La última versión del observatorio maya, se calcula que fue construida entre los años 900 y 1,000. Pero se le empezó a llamar «Caracol» por la escalera que se encuentra al centro del edificio, que va del primer piso al segundo, donde se ubicaba una pequeña cámara rectangular con ventanas dirigidas hacia Venus y otros astros.

Debido a sus distintas posiciones, en uno de estos puntos que da cara al norte es posible observar Venus aproximadamente cada 8 años, en otra de sus ventanas se puede apreciar la caída del cenit el 20 de mayo.

Hay dos características que hacen del Caracol una estructura muy especial, su estructura arquitectónica y su importancia para la vida diaria de los mayas. La mayoría de los edificios mayas presentan líneas rectas, haciendo de los edificios redondos una verdadera excepción, su mayor representación es el observatorio, cuya fachada está adornada con mascarones y figuras humanas rodeadas por plumas.

El edificio mide alrededor de 22 metros de altura, tiene un conjunto de 3 escaleras al frente que están decoradas con serpientes entrelazadas. El edificio tuvo varias remodelaciones en las que se agregaron varias construcciones, como cisternas, un baño de vapor y un arco sobre un camino, debido a esto actualmente solo se pueden visibilizar dos de las 4 ventanas -tres en la parte superior y una en la parte baja.

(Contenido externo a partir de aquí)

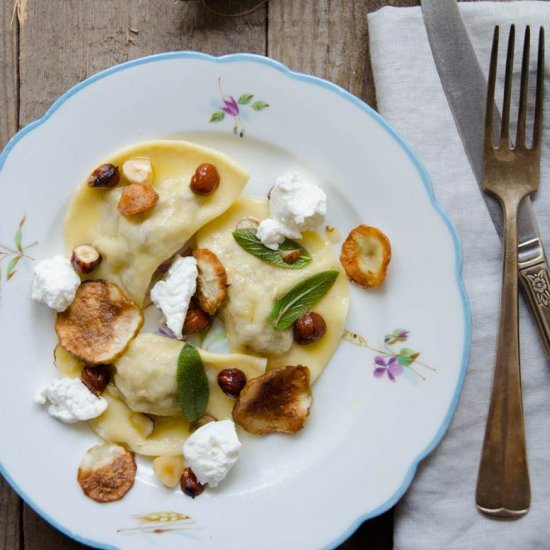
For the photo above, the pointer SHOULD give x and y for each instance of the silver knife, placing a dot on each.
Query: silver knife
(466, 90)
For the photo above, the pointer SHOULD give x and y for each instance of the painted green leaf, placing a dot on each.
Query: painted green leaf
(300, 299)
(217, 116)
(245, 99)
(192, 383)
(248, 241)
(12, 264)
(259, 105)
(407, 356)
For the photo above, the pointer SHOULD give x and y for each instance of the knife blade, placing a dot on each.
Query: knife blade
(465, 87)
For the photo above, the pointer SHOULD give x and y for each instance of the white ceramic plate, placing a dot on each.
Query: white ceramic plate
(367, 432)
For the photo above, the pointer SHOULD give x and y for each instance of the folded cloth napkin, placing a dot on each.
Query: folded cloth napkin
(439, 512)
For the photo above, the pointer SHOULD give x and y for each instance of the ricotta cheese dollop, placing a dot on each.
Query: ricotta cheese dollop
(172, 296)
(295, 205)
(212, 450)
(71, 401)
(55, 283)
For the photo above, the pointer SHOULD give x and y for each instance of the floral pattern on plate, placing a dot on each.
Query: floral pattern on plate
(391, 362)
(232, 107)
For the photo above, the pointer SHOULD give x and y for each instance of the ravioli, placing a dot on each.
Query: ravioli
(255, 285)
(151, 357)
(133, 247)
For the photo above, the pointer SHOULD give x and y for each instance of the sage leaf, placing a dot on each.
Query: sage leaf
(246, 238)
(300, 299)
(192, 383)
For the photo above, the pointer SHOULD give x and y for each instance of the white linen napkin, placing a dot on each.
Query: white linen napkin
(438, 512)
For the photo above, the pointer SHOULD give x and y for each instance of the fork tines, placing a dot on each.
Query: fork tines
(520, 141)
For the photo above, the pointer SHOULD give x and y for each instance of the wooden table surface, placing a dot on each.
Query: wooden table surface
(53, 44)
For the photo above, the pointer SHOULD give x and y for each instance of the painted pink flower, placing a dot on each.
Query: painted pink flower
(390, 367)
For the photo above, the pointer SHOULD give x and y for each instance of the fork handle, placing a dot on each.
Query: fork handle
(535, 282)
(503, 488)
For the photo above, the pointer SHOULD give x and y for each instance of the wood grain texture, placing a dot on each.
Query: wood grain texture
(64, 41)
(10, 505)
(8, 72)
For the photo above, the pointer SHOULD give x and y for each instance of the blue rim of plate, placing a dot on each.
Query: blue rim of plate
(429, 189)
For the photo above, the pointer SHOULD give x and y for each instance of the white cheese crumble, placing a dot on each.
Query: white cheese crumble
(295, 205)
(212, 450)
(173, 295)
(71, 401)
(55, 283)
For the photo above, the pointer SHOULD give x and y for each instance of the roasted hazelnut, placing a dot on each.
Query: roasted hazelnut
(231, 381)
(106, 175)
(96, 378)
(85, 258)
(195, 321)
(309, 328)
(136, 199)
(190, 485)
(205, 180)
(291, 256)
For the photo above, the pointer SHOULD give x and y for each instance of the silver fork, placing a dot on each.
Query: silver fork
(510, 173)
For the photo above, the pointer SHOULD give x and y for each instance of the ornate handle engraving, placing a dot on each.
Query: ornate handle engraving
(535, 282)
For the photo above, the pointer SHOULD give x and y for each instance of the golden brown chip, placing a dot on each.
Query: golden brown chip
(278, 401)
(107, 472)
(137, 198)
(366, 253)
(99, 324)
(211, 282)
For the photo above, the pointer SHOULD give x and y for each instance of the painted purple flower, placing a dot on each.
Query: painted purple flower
(230, 107)
(390, 367)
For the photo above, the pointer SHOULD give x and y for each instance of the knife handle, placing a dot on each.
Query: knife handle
(535, 282)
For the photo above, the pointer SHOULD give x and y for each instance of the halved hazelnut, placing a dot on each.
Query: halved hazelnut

Justo, en la parte baja del observatorio, desde donde se hicieron cálculos muy precisos sobre Ahzab Kab Ek, Estrella que despierta a la Tierra, para nosotros, Venus.

La construcción del observatorio fue muy precisa, pensada para capturar los equinoccios y hacer cálculos sobre la siembra, cosechas y rituales. Por ejemplo, la época de lluvias inicia un poco después del cruce del sol por el cenit en mayo, y fue importante saber de antemano para que la gente pudiera tener listos los campos y semillas para cuando llegaran las lluvias.

Y por el lado del ritual, el sol, la luna y los planetas eran las manifestaciones físicas de algunos de los dioses Mayas. El orientar los edificios a los eventos astronómicos asociados con los planetas ayudó conectar esos edificios a los dioses mismos.

Pero el objetivo primordial del observatorio era estudiar Venus, el planeta de Kukulcán -la serpiente emplumada maya- de la cual definieron muchos datos precisos como su ciclo sinódico que es de 584 días, que 5 ciclos de Venus equivalen a 8 años solares.